Un nuovo pacchetto di proposte commerciali è stato consegnato al governo di Washington. Secondo Sa News 24, il piano prevederebbe incentivi per investimenti USA nel settore dei minerali critici sudafricano e poi maggiori importazioni di gas naturale statunitense. In discussione sarebbe anche un’ulteriore abbassamento delle tariffe che il Sudafrica impone in realtà su una quota minoritaria (meno di un quarto) dei beni provenienti dagli USA.

Di giornalisti sovraeccitati e cieli limpidi

Infine, difficile capire com’è andato veramente l’incontro fra Ramaphosa e Trump. Se le retorica folle relativa al genocidio non è stata scalfita più che tanto e anzi, nelle ultime ore è stata rilanciata dai media di tutto il mondo in un modo o nell’altro, dall’altra il presidente sudafricano non si è spazientito e sembra determinato a riallacciare i rapporti con gli USA, fondamentali dal punto di vista economico.

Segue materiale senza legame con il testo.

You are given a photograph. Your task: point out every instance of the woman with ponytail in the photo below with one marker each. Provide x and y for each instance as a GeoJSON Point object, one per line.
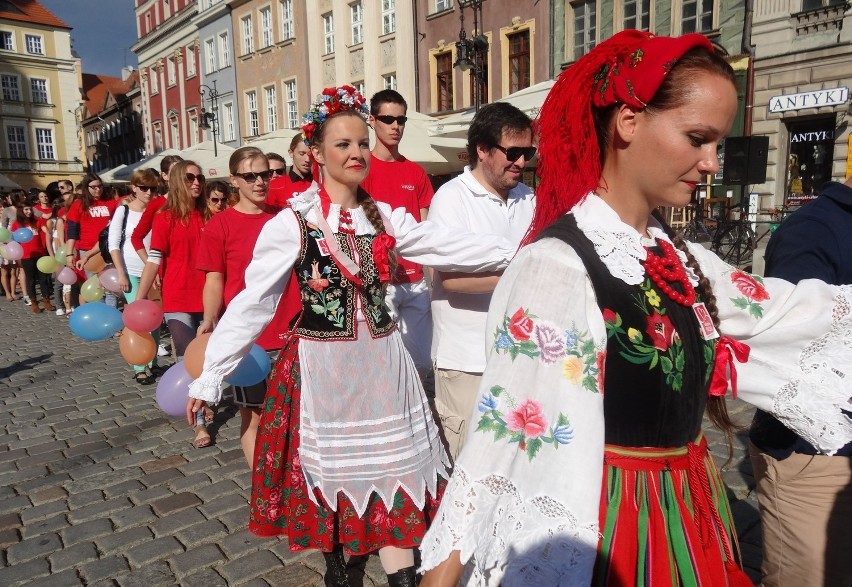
{"type": "Point", "coordinates": [348, 457]}
{"type": "Point", "coordinates": [609, 339]}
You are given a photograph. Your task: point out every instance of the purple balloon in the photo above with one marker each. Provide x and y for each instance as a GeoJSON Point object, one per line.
{"type": "Point", "coordinates": [173, 390]}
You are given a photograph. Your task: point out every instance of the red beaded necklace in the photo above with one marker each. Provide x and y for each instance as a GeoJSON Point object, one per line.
{"type": "Point", "coordinates": [666, 269]}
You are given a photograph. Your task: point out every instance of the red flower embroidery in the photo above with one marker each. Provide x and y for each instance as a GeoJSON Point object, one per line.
{"type": "Point", "coordinates": [521, 325]}
{"type": "Point", "coordinates": [528, 418]}
{"type": "Point", "coordinates": [749, 286]}
{"type": "Point", "coordinates": [661, 331]}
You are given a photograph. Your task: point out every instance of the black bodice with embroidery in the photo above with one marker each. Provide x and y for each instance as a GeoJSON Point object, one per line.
{"type": "Point", "coordinates": [658, 366]}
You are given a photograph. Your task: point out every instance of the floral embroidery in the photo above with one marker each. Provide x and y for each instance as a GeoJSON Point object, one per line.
{"type": "Point", "coordinates": [752, 290]}
{"type": "Point", "coordinates": [524, 423]}
{"type": "Point", "coordinates": [581, 361]}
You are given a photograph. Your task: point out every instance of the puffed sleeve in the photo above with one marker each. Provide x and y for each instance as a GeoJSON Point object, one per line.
{"type": "Point", "coordinates": [522, 503]}
{"type": "Point", "coordinates": [799, 336]}
{"type": "Point", "coordinates": [275, 253]}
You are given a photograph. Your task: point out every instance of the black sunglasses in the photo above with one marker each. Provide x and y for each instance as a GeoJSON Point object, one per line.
{"type": "Point", "coordinates": [514, 153]}
{"type": "Point", "coordinates": [252, 177]}
{"type": "Point", "coordinates": [388, 119]}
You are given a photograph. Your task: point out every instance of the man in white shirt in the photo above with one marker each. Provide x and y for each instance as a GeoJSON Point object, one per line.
{"type": "Point", "coordinates": [487, 198]}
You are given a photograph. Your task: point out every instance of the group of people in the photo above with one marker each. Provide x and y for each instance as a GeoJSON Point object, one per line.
{"type": "Point", "coordinates": [575, 342]}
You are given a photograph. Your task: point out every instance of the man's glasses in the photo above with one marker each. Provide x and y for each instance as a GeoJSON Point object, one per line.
{"type": "Point", "coordinates": [191, 177]}
{"type": "Point", "coordinates": [388, 119]}
{"type": "Point", "coordinates": [252, 177]}
{"type": "Point", "coordinates": [514, 153]}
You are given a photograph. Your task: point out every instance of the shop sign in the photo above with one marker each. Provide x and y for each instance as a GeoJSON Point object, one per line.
{"type": "Point", "coordinates": [815, 99]}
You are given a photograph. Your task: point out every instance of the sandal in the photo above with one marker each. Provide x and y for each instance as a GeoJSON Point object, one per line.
{"type": "Point", "coordinates": [202, 437]}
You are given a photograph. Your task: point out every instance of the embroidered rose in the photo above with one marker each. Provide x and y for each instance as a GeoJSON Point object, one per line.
{"type": "Point", "coordinates": [551, 344]}
{"type": "Point", "coordinates": [749, 286]}
{"type": "Point", "coordinates": [661, 330]}
{"type": "Point", "coordinates": [527, 418]}
{"type": "Point", "coordinates": [521, 325]}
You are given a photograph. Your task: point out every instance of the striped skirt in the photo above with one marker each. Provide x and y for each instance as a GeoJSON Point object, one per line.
{"type": "Point", "coordinates": [665, 520]}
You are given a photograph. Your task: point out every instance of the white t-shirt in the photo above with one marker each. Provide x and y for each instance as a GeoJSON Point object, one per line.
{"type": "Point", "coordinates": [458, 332]}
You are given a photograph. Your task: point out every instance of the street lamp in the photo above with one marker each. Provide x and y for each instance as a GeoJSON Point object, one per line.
{"type": "Point", "coordinates": [208, 117]}
{"type": "Point", "coordinates": [471, 53]}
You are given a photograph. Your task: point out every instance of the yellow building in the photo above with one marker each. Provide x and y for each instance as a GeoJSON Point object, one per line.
{"type": "Point", "coordinates": [40, 96]}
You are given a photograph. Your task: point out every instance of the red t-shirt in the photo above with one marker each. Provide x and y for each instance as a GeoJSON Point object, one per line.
{"type": "Point", "coordinates": [34, 248]}
{"type": "Point", "coordinates": [284, 187]}
{"type": "Point", "coordinates": [402, 184]}
{"type": "Point", "coordinates": [226, 247]}
{"type": "Point", "coordinates": [179, 241]}
{"type": "Point", "coordinates": [91, 221]}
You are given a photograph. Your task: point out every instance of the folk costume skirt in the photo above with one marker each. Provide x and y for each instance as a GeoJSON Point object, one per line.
{"type": "Point", "coordinates": [280, 503]}
{"type": "Point", "coordinates": [665, 520]}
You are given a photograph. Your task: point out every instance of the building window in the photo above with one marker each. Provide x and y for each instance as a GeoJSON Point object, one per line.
{"type": "Point", "coordinates": [519, 61]}
{"type": "Point", "coordinates": [224, 50]}
{"type": "Point", "coordinates": [251, 108]}
{"type": "Point", "coordinates": [444, 62]}
{"type": "Point", "coordinates": [292, 104]}
{"type": "Point", "coordinates": [357, 23]}
{"type": "Point", "coordinates": [11, 88]}
{"type": "Point", "coordinates": [38, 89]}
{"type": "Point", "coordinates": [209, 56]}
{"type": "Point", "coordinates": [328, 27]}
{"type": "Point", "coordinates": [585, 27]}
{"type": "Point", "coordinates": [16, 136]}
{"type": "Point", "coordinates": [228, 122]}
{"type": "Point", "coordinates": [287, 19]}
{"type": "Point", "coordinates": [248, 36]}
{"type": "Point", "coordinates": [34, 44]}
{"type": "Point", "coordinates": [637, 14]}
{"type": "Point", "coordinates": [44, 142]}
{"type": "Point", "coordinates": [697, 16]}
{"type": "Point", "coordinates": [388, 16]}
{"type": "Point", "coordinates": [266, 27]}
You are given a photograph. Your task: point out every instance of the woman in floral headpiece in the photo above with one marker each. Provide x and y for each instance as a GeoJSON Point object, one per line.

Trump e Ramaphosa inoltre, sono sembrati allineati rispetto all’impegno per la pace fra Repubblica democratica del Congo e Rwanda, impegnato in un conflitto che appare ormai endemico nella regione. Ramaphosa ha ringraziato Washington per il suo impegno per la pace in Africa centrale. Secondo Trump, il Sudafrica ha esercitato dal canto suo una «leadership regionale responsabile» nel contesto del conflitto congolese. Un parere probabilmente non condiviso a Kigali, che è più volta entrata in attrito con Pretoria, ma che assume un valore specifico se pronunciato da Trump.

Sa News 24 e Daily Maverick, due dei principali media del paese, scelgono immagini molto diverse per chiudere i loro pezzi sull’incontro: il primo si focalizza sulle parole incendiarie di Malema, che filtravano neanche fossero in filodiffusione da tutti i portatili della sala stampa, evidentemente pronta a scrivere solo di provocazioni e genocidio. Il Maverick ha invece puntato gli occhi sul cielo di Washington, rischiaratosi dopo il colloquio allo Studio Ovale. Un’immagine ritenuta appropriata per descrivere un rapporto fatto da «divergenze tempestose, ma anche da sforzi per ripristinare e riprendere il dialogo».